Re: Random Data Compressed 100:1 (Guffaw)
Seems our intrepid reporter has given Mr. Saint George, the ZeoSync CEO, his own writeup in Wired News. http://www.wired.com/news/technology/0,1282,49599,00.html Particularly interesting is the following claim... "What hasn't been previously proven, we're proving. We can compress every single permutation of an N-member set. These are going to be the details that we're going to be announcing in a few days." Last I counted, there were N! permutations of an N-member set, and N^N sequences of N elements taken from an N-member set. For big N, and even moderately sized N, N! << N^N. I hope Mr. Saint George hasn't spent the last 12 years of his life discovering that permutations are compressable. -- Eric Michael Cordian 0+ O:.T:.O:. Mathematical Munitions Division "Do What Thou Wilt Shall Be The Whole Of The Law"
Re: Random Data Compressed 100:1 (Guffaw)
On Tuesday, January 8, 2002, at 07:12 PM, F. Marc de Piolenc wrote: > I think they may be referring to a random string of _ASCII characters_. > That would be subject to compression because it is not random at the bit > level. > > But 100:1? I have no idea how to achieve that. The entropy of ordinary written English is about 2.2 bits per character. (Meaning, of course, that each new character contributes not much "surprise," i.e., is somewhat predictable. Entropies of various sources can be experimentally measured.) Others, particularly Eric Cordian, have already written at length on this claim of "100:1 compression of any file." Steve Smale at Berkeley is a famous and respected mathematician. He may be unaware of these claims, he may be senile, he may have worked on some small (no pun intended) aspect as a paid consultant, or the actual compression may be lossy and oriented toward replacing JPEG with a better lossy algorith (as Iterated Systems, IIRC, has been doing with fractal compression).
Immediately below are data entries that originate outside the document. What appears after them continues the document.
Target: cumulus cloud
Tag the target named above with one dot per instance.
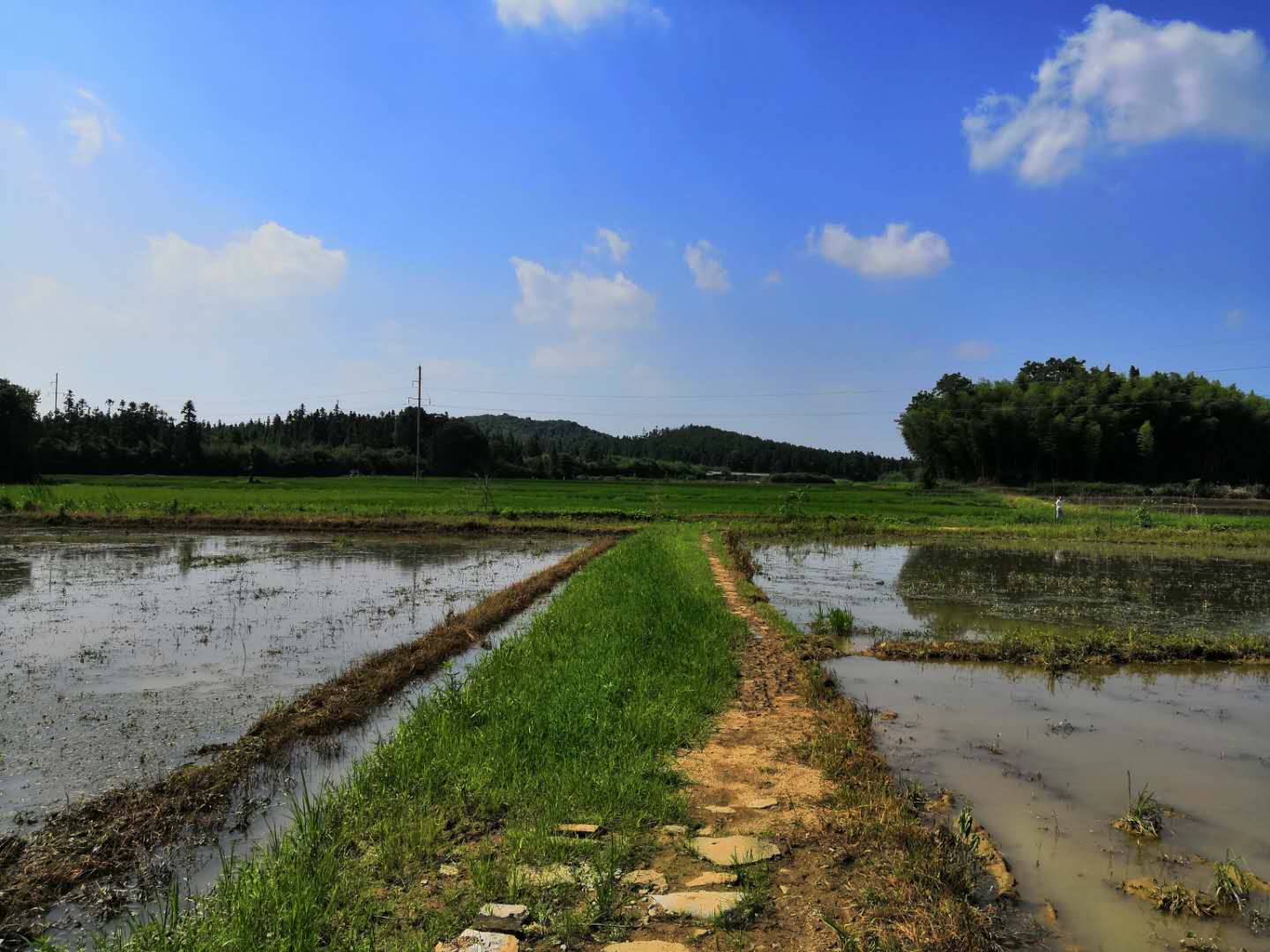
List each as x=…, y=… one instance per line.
x=586, y=302
x=609, y=240
x=578, y=354
x=90, y=124
x=975, y=349
x=573, y=14
x=1125, y=81
x=271, y=262
x=707, y=271
x=893, y=254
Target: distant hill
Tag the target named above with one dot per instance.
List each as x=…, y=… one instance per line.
x=698, y=446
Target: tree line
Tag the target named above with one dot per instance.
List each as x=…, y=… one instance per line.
x=1062, y=419
x=130, y=437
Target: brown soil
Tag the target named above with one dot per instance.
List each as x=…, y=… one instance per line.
x=837, y=819
x=108, y=837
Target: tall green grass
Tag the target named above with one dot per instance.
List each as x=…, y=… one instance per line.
x=576, y=720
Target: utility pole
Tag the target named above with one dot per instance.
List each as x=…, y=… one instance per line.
x=418, y=413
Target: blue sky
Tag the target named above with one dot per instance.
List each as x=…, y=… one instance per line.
x=781, y=219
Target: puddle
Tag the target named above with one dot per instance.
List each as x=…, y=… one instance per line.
x=955, y=591
x=120, y=655
x=1044, y=759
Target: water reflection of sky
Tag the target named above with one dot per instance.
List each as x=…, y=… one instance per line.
x=959, y=591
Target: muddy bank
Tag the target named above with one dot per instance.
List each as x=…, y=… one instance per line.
x=1045, y=762
x=108, y=834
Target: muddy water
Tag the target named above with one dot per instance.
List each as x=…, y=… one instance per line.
x=957, y=591
x=1044, y=762
x=267, y=807
x=121, y=655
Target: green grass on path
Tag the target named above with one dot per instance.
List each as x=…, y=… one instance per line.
x=576, y=720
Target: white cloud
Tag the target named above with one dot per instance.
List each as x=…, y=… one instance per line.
x=271, y=262
x=574, y=14
x=608, y=239
x=975, y=349
x=1124, y=81
x=893, y=254
x=578, y=354
x=90, y=126
x=587, y=302
x=707, y=271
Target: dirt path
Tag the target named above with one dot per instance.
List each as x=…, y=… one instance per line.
x=752, y=778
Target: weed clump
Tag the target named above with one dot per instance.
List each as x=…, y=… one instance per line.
x=1145, y=816
x=1231, y=885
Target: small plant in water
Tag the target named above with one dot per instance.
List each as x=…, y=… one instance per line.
x=1145, y=816
x=836, y=621
x=1231, y=883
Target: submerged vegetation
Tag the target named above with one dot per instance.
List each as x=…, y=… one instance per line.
x=1145, y=818
x=576, y=720
x=1071, y=648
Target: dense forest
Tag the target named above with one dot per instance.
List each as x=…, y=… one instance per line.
x=126, y=437
x=1062, y=419
x=698, y=446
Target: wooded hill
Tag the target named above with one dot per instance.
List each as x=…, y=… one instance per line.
x=1062, y=419
x=129, y=437
x=696, y=446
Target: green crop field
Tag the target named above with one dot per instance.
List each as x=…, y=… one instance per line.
x=764, y=508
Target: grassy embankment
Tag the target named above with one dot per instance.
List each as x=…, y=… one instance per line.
x=576, y=720
x=768, y=509
x=911, y=877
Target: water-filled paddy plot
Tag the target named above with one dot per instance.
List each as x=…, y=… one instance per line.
x=1044, y=759
x=121, y=657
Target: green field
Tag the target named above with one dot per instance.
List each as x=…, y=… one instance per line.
x=764, y=508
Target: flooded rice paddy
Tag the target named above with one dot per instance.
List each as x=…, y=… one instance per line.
x=121, y=657
x=1044, y=761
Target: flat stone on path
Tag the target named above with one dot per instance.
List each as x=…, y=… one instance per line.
x=646, y=879
x=698, y=904
x=474, y=941
x=554, y=874
x=501, y=917
x=710, y=880
x=730, y=851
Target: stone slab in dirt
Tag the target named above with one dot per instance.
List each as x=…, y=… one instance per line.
x=548, y=874
x=730, y=851
x=696, y=904
x=710, y=880
x=501, y=917
x=474, y=941
x=578, y=829
x=646, y=879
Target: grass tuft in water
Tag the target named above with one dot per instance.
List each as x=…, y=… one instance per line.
x=1231, y=885
x=1145, y=816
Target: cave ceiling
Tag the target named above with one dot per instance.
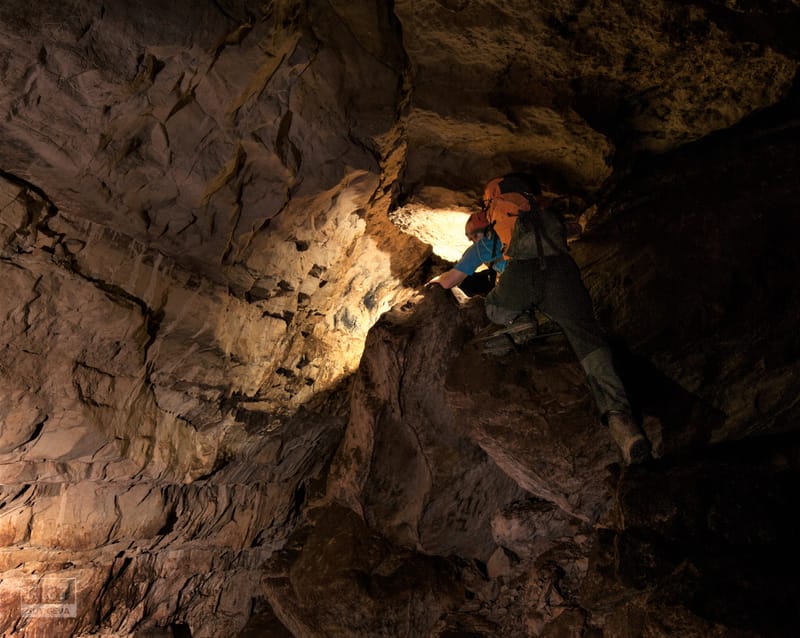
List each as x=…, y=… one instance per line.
x=206, y=207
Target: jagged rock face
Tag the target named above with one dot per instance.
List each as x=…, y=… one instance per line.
x=195, y=242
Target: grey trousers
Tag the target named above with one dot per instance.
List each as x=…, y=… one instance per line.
x=558, y=292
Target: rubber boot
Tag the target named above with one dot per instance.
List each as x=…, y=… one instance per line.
x=630, y=438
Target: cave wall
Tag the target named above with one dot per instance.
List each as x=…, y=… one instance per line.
x=195, y=246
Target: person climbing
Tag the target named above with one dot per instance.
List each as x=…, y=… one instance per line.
x=516, y=234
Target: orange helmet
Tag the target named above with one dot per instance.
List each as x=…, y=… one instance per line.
x=475, y=223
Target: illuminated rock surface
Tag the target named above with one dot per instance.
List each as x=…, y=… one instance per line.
x=228, y=406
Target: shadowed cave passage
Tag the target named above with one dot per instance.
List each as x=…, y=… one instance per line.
x=230, y=407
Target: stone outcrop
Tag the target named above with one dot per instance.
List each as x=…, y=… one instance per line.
x=229, y=406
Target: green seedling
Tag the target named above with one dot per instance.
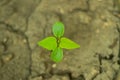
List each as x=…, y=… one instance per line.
x=57, y=43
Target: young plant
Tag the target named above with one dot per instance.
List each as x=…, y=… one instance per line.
x=57, y=43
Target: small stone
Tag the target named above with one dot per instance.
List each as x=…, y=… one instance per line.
x=6, y=58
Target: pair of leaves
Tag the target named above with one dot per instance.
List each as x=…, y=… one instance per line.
x=57, y=52
x=51, y=43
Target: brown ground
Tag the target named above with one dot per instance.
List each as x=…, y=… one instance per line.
x=94, y=24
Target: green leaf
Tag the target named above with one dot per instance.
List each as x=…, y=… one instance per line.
x=48, y=43
x=58, y=29
x=57, y=55
x=68, y=44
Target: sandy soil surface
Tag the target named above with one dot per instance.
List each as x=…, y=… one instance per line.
x=94, y=24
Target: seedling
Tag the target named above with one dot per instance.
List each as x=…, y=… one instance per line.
x=57, y=43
The pigeonhole principle is not just a "theory," it's the _law_. You can't stuff distinct 64 things into 32 boxes without a lot of them being put into the same box. Which means reversing (decompressing) to the original won't work. The Chaitin-Kolmogorov view of algorithmic information theory is the best model we have. By the way, for all of you who struggled to understand Godel's Theorem expressed in the "logic" formulation that Godel first used--and that was the basis of Newman's fairly popular exposition--there are very understandable formulations of Godel's Theorem in terms of information theory and compressibility. Chaitin has a very clean one (no Kleene pun intended). Rudy Rucker does a good job of explaining it in "Mind Tools." Chaitin also has some good books and articles, though some of them jump too quickly into stuff like computing Omega...his "Scientific American"-level articles on the foundations of mathematics are better places to start...included in some of his books. --Tim May "A democracy cannot exist as a permanent form of government. It can only exist until the voters discover that they can vote themselves money from the Public Treasury. From that moment on, the majority always votes for the candidate promising the most benefits from the Public Treasury with the result that a democracy always collapses over loose fiscal policy always followed by dictatorship." --Alexander Fraser Tyler
Re: Random Data Compressed 100:1 (Guffaw)
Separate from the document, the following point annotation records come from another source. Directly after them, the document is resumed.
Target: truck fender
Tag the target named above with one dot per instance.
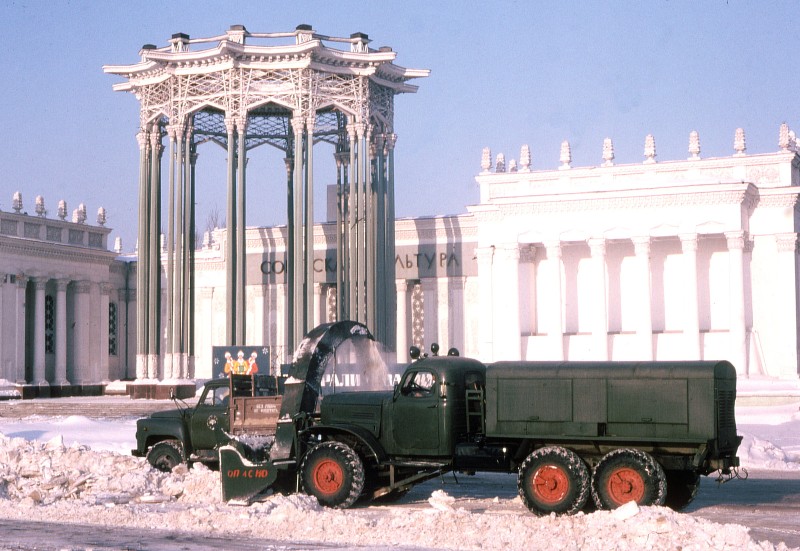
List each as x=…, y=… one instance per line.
x=162, y=429
x=242, y=480
x=363, y=436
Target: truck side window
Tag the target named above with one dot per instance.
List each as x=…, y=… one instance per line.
x=419, y=383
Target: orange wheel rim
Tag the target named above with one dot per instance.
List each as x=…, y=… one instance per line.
x=550, y=484
x=625, y=485
x=328, y=476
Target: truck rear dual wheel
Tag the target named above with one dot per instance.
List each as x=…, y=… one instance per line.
x=625, y=475
x=166, y=455
x=333, y=473
x=553, y=480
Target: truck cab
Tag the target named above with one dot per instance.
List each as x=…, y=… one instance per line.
x=226, y=408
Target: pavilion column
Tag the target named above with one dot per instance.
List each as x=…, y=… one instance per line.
x=143, y=247
x=297, y=290
x=61, y=333
x=309, y=222
x=485, y=301
x=150, y=293
x=554, y=322
x=361, y=217
x=241, y=243
x=402, y=320
x=507, y=333
x=390, y=308
x=19, y=356
x=691, y=328
x=39, y=375
x=230, y=237
x=738, y=323
x=600, y=314
x=644, y=325
x=430, y=306
x=353, y=301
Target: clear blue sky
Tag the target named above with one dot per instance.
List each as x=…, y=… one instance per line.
x=504, y=73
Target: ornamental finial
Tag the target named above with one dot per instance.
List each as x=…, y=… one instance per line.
x=500, y=163
x=525, y=158
x=41, y=212
x=608, y=152
x=694, y=146
x=649, y=149
x=79, y=214
x=739, y=144
x=566, y=156
x=783, y=137
x=486, y=160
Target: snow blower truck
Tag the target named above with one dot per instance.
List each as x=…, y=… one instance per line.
x=612, y=431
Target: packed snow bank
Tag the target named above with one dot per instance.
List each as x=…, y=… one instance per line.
x=74, y=484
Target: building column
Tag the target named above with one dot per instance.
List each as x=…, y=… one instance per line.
x=39, y=375
x=2, y=325
x=455, y=310
x=19, y=356
x=782, y=360
x=555, y=315
x=738, y=323
x=430, y=305
x=402, y=320
x=597, y=247
x=81, y=337
x=507, y=334
x=61, y=333
x=644, y=325
x=485, y=257
x=691, y=327
x=102, y=352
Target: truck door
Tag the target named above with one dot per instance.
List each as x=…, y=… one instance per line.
x=210, y=420
x=416, y=414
Ken Brown <[EMAIL PROTECTED]> wrote : > >Michael Motyka wrote: >> Here we go : >> >> "As Eric correctly points out, true random input simply cannot be >> compressed, it doesn't matter how clever you are or how much time and >> computing power you have access to." >> >> This is a statement of belief isn't it? Odd. > >No, it's a logical consequence of his definition of "random" & no more a >statement of belief than "1+1=2" is. If you use the word to mean >something else then it might or might not be true in your universe. > >Ken > Perhaps my universe is off in all six degrees but answer this - which is it : random data cannot be compressed or random data may include recognizable and even repeating patterns A string of random data may include anything. Compressibility will vary with the particular data and the algorithm used. Lucky with one input set, unlucky with another. I wouldn't try to base a business on getting lucky with the customer's input data but the absolute statement of incompressibility is wrong unless you preselect your data sets. Then they're no longer random and the definition of random becomes circular. Mike
Re: Random Data Compressed 100:1 (Guffaw)
At 12:06 PM 1/9/2002 +0100, Eugene Leitl wrote: >On Tue, 8 Jan 2002, Steve Schear wrote: > > > combinations/permutations and auto correlations to code for the runs. I > > say attempted, because I was never able to find acceptable algorithms to > > satisfy my requirement. I still believe these algorithms exist, it was > > just my limitations in identifying the underlying math needed. > >http://www.google.com/search?q=IFS+image+compression&sourceid=opera&num=100&ie=utf-8&oe=utf-8 I knew the guys behind Fractal compression, but that's not what I was trying to do. They looked for a higher-level order I was just looking to take advantage of local correlations and the ability to identify identical runs in the output of deterministic generators who's references could be expressed very efficiently (e.g., correlation coefficient/seed value, displacement) compared with the data being compressed. Its a highly asymmetric approach so real-time applications were not considered. IFS eventually became practical but they came from a time when proprietary solutions were king and missed the open standards revolution which powered JPG (which while generally as good at compression was open to improvement, well studied and not chained by patents). steve
Re: CDR: Re: Random Data Compressed 100:1 (Guffaw)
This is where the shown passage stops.